O primeiro ponto era de constatar, por exemplo, que neste campo havia um consenso e que a cultura de direitos humanos expressa no plano representou no Brasil, uma equivalência em todas as estruturas de governo instaladas no país. O Paulo lembrou que num dos eventos derivados desta proposta, todas as expressões partidárias desde que o Plano foi instaurado estavam ali presentes. E, por conseguinte, é constatação de que os direitos humanos formam uma agenda consenso natural ou pelo menos formavam. Ou seja, todos os partidos que exerceram a responsabilidade da governança, o PNDH 1 foi instalado na governança do PSDB, e todos os ministros ou secretários de Estado que nas formas de institucionalização na área de direitos humanos no governo, desde que ela se instalou lá no Ministério da Justiça e depois se emancipou como ministério próprio, todos tinham este compromisso comum de entender que não se realiza os direitos humanos quando o social não se realiza. Isso porque o social é o experimento da humanização. O social é o campo onde o processo de nos tornarmos pessoa, nos tornarmos humanos, se realiza.
Como dizia o filósofo Hegel, “nós não nascemos pessoas humanas, nós não nascemos humanos, nossa origem biológica não nos designa humano.” Humano é uma construção social, uma experiência na história. Nós nos tornamos humanos. E isso é nas suas várias projeções, como depois, por exemplo, hegelianamente, Simome de Beauvoir diria em relação ao feminino “nós não nascemos mulheres, nós nos tornamos mulheres”. Isso por conta do fato de que na experiência histórica a representação do humano é uma conquista, uma luta. E é uma luta que coloca na agenda deste processo desde os catadores de papel à indígenas, mulheres, crianças, os que são diferentes na sua identidade, os que reafirmam a expectativa de reconhecimento a partir de suas diferenças de raça, de sexo e que são, em geral, no social atravessadas por obstáculos que são econômicos, que são políticos, que são sociais, que são religiosos, que são jurídicos e demarcam este dramático experimento que é acentuado quando a gente passa por experiências como, por exemplo, o colonialismo. Que do ponto de vista religioso, do ponto de vista filosófico, do ponto de vista econômico, do ponto de vista jurídico tende a separar os humanos dos não humanos.
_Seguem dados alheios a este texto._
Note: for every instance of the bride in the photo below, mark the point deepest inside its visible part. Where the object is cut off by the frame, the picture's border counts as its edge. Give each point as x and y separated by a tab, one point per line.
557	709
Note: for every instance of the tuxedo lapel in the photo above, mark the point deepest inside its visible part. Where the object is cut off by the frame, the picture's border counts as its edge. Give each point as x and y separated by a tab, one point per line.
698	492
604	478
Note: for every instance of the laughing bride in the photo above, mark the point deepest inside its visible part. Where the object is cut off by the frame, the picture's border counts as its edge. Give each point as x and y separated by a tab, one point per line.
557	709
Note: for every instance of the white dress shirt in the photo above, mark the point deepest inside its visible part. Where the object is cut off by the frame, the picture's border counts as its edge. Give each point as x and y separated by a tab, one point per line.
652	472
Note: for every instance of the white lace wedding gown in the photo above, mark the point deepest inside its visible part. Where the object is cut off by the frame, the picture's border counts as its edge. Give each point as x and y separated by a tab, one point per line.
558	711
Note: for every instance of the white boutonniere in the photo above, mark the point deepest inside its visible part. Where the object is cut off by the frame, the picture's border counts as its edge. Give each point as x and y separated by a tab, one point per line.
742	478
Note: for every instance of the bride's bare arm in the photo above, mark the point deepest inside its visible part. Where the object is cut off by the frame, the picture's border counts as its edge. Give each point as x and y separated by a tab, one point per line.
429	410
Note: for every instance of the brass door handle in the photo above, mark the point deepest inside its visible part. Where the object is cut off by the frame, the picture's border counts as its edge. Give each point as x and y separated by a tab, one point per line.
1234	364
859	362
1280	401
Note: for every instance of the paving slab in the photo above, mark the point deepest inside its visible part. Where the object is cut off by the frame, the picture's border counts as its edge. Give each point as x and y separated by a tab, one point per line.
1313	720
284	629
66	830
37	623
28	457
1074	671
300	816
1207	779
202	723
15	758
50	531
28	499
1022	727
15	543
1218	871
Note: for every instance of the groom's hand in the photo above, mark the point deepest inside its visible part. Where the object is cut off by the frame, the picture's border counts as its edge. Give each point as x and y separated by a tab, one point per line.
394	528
Foi preciso uma bula do Papa Paulo III, em 1537, para dizer que os índios são gente e tem alma. Foi preciso muito embate teológico contra Tomás de Aquino, que na Suma dizia que a mulher também não tinha alma, era um vaso de cuspe. Elas estavam no campo da negação, do inquisitório, vistas, em geral como diabolizadas, como figuras não humanas. Como figuras que desviavam aqueles que eram os intuídos e que são humanos. Boaventura chama isso de separação dos que são humanos dos não humanos pela linha abissal que distingue na economia, na política e tudo mais.
Em 2010, a gente celebrava, com as ressalvas que Paulo acentuou, o primeiro elemento de reflexão. Nós não imaginávamos, mas ali se plantava uma espécie de semente do mal. O fato de que lá na sua aprovação nós não nos demos conta de que o pretexto de uma ou outra objeção criou uma plataforma de recusa. Por exemplo, da questão da justiça de transição, memória, verdade e justiça, ficou memória e verdade, se tirou justiça. Fez-se a concertação, mas ali se fez o pretexto para tomar a questão religiosa, tomar a questão da comunicação e a cada um, no seu ângulo, juntar uma objeção geral e pôr o germe de algo em que, em algum momento, iria nos assombrar. Eu diria que eu não perco o otimismo, porque quem está encastelado na experiência da história, sabe que a emancipação se realiza. Sabe que os direitos se constituem, sabe que a civilização se realiza, sabe que a recusa de protagonismo no tempo vai ser a projeção dos valores do outro tempo. Sabe que o crime dos nossos ancestrais é o nosso direito hoje. Sabe que o nosso crime de hoje será a expressão dos direitos dos que nos sucederem.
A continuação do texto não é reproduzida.